Martí Beltran defended his thesis directed by Dra. Trinitat Pradell on January 22 electronically. Titled “Analysis and degradation mechanisms of enamels, grisailles and silver Stains on modernist stained glass”, the thesis presents a study on the composition and degradation mechanisms of modernist enamels using analytical techniques
Martí Beltran Gonzalez defends his thesis on the conservation of modernist stained glass
Image of the modernist stained glass window Les dames de Cerdanyola, made by L. Dietrich (1888-1910) where you can see the characteristic degradation of blue and green enamels (co. J. Bonet).

Materials and methods used in the production of modernist (late 19th and early 20th century) stained glass from the city of Barcelona with special regards to the degradation mechanisms of enamels, grisailles and silver stains have been studied. Coloured enamels from the raw materials used in the Rigalt, Granell & cia modernist workshops from Barcelona were produced and compared to those found in the buildings and belonging to the private collection of J.M. Bonet workshop to explore the reason for the reduced stability of the blue and green enamels.

The chemical composition has been determined (and pigments identified) by means of Laser Ablation Inductively-Coupled Plasma Mass Spectrometry (LA-ICP-MS), X-Ray Diffraction (XRD) and UV-Vis-NIR spectroscopy, and the thermal properties of the enamels measured by Differential Scanning Calorimetry (DSC) and Hot Stage Microscopy (HSM). The enamels are made of a lead-zinc borosilicate glass characterised by its low softening temperatures maintaining a good stability against chemical corrosion, in particular to water corrosion. However, the relatively narrow range of firing temperatures necessary for correct adherence of the enamels to the contemporary glass base may have required the addition of a high lead borosilicate flux, which would have increased the lead content of the enamel, decreasing the firing temperature but also its stability.

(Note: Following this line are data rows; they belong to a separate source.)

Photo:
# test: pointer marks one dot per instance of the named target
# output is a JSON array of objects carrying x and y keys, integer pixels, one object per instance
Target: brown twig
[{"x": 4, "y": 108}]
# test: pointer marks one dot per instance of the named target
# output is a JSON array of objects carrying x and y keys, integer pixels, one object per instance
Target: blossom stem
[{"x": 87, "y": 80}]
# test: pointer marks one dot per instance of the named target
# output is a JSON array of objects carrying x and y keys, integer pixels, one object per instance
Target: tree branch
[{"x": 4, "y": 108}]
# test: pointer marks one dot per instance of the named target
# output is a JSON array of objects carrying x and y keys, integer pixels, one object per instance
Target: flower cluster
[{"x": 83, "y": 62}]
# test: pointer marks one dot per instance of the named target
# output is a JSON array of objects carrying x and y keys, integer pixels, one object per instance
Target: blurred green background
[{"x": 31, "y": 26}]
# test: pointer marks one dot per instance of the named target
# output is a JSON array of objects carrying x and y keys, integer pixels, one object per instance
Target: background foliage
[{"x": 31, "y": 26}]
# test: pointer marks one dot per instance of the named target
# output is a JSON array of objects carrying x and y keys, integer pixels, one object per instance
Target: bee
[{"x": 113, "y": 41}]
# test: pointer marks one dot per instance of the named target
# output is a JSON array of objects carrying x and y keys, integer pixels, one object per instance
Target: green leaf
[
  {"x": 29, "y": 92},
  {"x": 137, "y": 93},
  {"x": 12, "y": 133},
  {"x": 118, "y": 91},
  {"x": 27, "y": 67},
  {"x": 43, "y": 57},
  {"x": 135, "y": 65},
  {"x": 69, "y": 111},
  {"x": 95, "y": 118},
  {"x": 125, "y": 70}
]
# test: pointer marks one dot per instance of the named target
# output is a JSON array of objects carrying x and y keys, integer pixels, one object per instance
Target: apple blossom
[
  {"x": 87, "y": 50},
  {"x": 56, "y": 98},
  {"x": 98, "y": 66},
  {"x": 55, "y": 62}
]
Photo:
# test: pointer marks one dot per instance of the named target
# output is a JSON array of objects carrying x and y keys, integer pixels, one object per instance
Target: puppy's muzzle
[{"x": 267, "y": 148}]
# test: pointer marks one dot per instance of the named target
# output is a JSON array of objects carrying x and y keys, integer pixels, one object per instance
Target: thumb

The historical enamels show a lead, boron and zinc depleted hydrated silica rich amorphous glass, with precipitated lead and calcium sulphates or carbonates, characteristic of extensive atmospheric corrosion. The blue and green enamels show a heterogeneous layered microstructure more prone to degradation which is augmented by a greater heating and thermal stress affectation produced by the enhanced Infrared absorbance of blue tetrahedral cobalt colour centres and copper ions dissolved in the glass and, in particular, of the cobalt spinel particles.